Richard Kaufmann / 28.04.2019

So empfinde ich das auch. Als gebürtiger Rumäne kam ich in dieses Land vor rund 40 Jahren. Damals war es ein schlechtes Land und in den Nachbarstaaten auch so empfunden. Es wurde besser dank eines “benignen” europäischen Gedankens, der nicht von der Allmacht Deutschlands ausging. Dann kam “fast schon durch ein Versehen” eine Frau an die Macht, deren erste Sorge das Abschmelzen des Eises auf Grönland (also Grünland) war. Es folgten katastrophale Entscheidungen, denen aber ein Großteil des deutschen Volkes zujubelte. Und im sich anbahnenden vierten Reich hat Deutschland wieder die Spitzenposition (Zitat aus letzter Zeit: Europa spricht Deutsch. Jetziges Wahlplakat der FDP - Wie soll Europa vorankommen, wenn Deutschland stehen bleibt). Dieses Deutschland ist für viele Jahre kaputt regiert worden. Und die Pharisäer teilen die Macht unter sich auf.  Es ist grotesk, aber so kam ich vom Regen in die Traufe.
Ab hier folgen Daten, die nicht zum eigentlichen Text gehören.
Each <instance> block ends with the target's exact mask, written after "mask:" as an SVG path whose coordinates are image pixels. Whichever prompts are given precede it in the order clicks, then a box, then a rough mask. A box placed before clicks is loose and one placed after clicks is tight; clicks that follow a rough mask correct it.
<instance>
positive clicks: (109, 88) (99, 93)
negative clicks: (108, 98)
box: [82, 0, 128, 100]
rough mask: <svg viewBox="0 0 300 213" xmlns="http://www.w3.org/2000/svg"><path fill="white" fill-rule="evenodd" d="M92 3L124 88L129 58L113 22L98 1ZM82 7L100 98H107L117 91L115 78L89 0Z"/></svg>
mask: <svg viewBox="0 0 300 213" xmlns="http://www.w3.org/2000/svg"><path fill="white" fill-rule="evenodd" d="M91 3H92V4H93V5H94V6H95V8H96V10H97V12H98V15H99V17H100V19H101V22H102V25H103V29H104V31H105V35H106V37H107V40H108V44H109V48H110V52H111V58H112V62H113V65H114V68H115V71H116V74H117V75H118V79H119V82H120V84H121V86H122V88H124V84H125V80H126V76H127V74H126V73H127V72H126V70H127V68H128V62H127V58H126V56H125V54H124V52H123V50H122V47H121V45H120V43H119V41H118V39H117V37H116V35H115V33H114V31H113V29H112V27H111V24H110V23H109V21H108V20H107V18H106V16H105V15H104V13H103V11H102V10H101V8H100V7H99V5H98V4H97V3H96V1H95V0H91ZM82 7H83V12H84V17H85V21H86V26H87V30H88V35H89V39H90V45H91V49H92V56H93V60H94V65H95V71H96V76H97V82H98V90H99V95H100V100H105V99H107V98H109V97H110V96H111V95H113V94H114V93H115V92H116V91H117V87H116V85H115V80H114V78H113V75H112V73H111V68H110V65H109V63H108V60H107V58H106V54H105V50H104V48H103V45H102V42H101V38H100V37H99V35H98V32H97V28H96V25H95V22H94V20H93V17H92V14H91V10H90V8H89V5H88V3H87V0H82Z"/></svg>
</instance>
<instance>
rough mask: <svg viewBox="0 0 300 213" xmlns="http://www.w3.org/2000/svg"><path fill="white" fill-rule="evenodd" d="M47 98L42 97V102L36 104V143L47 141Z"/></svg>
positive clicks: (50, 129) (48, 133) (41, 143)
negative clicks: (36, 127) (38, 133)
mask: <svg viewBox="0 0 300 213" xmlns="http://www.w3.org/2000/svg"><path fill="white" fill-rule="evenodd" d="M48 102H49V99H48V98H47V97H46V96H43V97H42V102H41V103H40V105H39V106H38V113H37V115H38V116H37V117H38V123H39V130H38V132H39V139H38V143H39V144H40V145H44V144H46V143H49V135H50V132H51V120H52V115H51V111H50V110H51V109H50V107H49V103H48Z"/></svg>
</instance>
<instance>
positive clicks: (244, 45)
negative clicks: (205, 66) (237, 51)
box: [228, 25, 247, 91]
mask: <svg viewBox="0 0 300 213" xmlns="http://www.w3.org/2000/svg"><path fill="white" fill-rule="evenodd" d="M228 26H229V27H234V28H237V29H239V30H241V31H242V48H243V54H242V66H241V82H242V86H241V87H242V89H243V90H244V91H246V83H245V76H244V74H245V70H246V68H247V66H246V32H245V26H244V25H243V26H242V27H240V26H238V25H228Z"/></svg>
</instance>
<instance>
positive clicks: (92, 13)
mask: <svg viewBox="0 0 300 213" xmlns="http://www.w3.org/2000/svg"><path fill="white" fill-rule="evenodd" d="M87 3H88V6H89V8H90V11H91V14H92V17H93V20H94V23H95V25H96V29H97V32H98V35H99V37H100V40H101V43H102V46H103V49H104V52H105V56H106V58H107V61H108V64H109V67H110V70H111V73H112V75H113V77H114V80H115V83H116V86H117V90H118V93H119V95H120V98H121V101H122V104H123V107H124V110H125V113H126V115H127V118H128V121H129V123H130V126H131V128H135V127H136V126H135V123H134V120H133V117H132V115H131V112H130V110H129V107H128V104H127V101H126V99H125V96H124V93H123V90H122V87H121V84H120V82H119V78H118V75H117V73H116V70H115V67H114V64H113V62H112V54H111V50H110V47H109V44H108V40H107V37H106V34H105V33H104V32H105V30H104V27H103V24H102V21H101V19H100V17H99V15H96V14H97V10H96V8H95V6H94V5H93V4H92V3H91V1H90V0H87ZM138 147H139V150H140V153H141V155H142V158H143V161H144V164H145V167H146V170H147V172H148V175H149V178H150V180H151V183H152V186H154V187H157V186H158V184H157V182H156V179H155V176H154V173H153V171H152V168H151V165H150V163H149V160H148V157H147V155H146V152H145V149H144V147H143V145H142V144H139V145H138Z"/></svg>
Paul Wettstein / 28.04.2019

Friedrich Ebert? Hat der sich nicht seinerzeit über die “Schwarze Schmach” beklagt? Damit wäre er heute als Hasskommentator und Nazi gebrandmarkt.

Marc Blenk / 28.04.2019

Lieber Herr Noll, das ist überhaupt nicht unangemessen, das Schicksal Ihrer Mutter als Vergleich heranzuziehen. Die Friedich Ebert Stiftung ist es nicht wert, den Namen dieses Mannes im Namen zu führen. Die FES lebt von Steuergeld. Die FES belügt uns jeden Tag. Die FES beleidigt mit ihrenvöllig unwissenschaftlichen und hanebüchenden ‘Studien’ permanent die Bevölkerung. Noch mehr: Ich spreche der Friedrich Ebert Stiftung ab, demokratisch zu sein. Das gleiche könnte ich ungefähr auch über Mütterchen SPD sagen. Eine Partei, die jeden Tag gegen die Interessen der Mehrheitsbevölkerung arbeitet, Eine Partei, die im Gegenteil wiederholt bewiesen hat, dass sie die Interessen des politischen Islam vertritt. Eine Partei, die sich innen - wie außenpolitisch auf die Seite der schlimmsten Feinde Deutschlands, Israels, Europas und der gesamten westlichen Zivilisation stellt. Die SPD hat längst entschieden, wen sie vertritt. Sie ist moralisch wie intellektuell bankrott. Da nützt auch kein Verweis auf die SED - Nachfolger. Díe können getrost in ihrem totalitären Rausch fusionieren. Herr Noll, nehmen Sie sich die Ausladung dieser Bande bloß nicht zu Herzen! Aber Sie könnten ja testweise mal den ehemaligen Ministerpräsidenten von Rheinland Pflaz mit dem Sachverhalt konfrontieren. Der rührt doch da jetzt mit.